Seperti biasa, saya selalu menjadi pendaki terakhir atau berada pada
team paling lambat. Akhirnya bang oci dan Ricard pamit mendahului kami, supaya
mereka bisa lebih dulu sampai di pos 1 dan membuatkan kami sarapan. memang mereka selalu mengerti.
awal pendakian |
Jalan menuju ke pos 1 bisa terbilang landai dan masih enak di
jalani, tapi tetap saja tanjakannya terasa di nafas. Diperlukan waktu satu setengah jam
waktu normal untuk sampai di post 1.
Sesampai di sana, kami bertemu dengan pendaki lain, yang ternyata
ngecamp di post 1. Menikmati secangkir teh panas dan roti bakar ternyata tidak
membuat tubuh ini menjadi panas, masih saja dingin sedingin embun pagi yang
tertinggal di dedaunan.
jalan menuju post 1 |
Setelah sarapan, kami bergegas melanjutkan perjalanan. Setelah
berjalan sejam, seperti biasa kami terbagi menjadi 2 team, team porter dan team
selow, dan sudah dipastikan saya termasuk dalam team selow. Team poreter sudah
mendahului kami sangat jauh di depan sana, sedangkan kami masih jalan sambil
menikmati lelah dan pemandangan yang ada, tak lupa berfoto.
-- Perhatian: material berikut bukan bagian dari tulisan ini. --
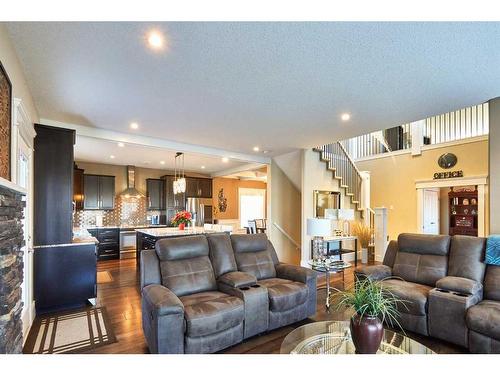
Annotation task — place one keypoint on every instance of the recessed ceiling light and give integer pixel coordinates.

Setelah berjalan kurang lebih 5 jam melewati pos 2 dan pos 3,
perlahan wujud Mahameru berdiri dengan gagahnya, “besok pagi, kita akan berdiri
di sana” gugamku dalam hati, seolah menyemangati diri sendiri. Setelah melihat
wujud Mahameru, Ranukumbolo terlihat dengan anggunya, sinar matahari yang
menyinarinya semakin menambah teduhnya danau itu. “akhirnya kita
sampai guys, selama ini kita cuman lihat di instagram atau google, sekarang
kita udah bisa lihat secara langsung” kalimat takjub reno sambil menyiapkan
tongsis andalannya.
peaceee guys |
Untuk menggapai Ranukumbolo kita harus menuruni terlebih dahulu jalan yang cukup
terjal. Setelah itu Ranukumbolo bisa kau gapai dengan tanganmu.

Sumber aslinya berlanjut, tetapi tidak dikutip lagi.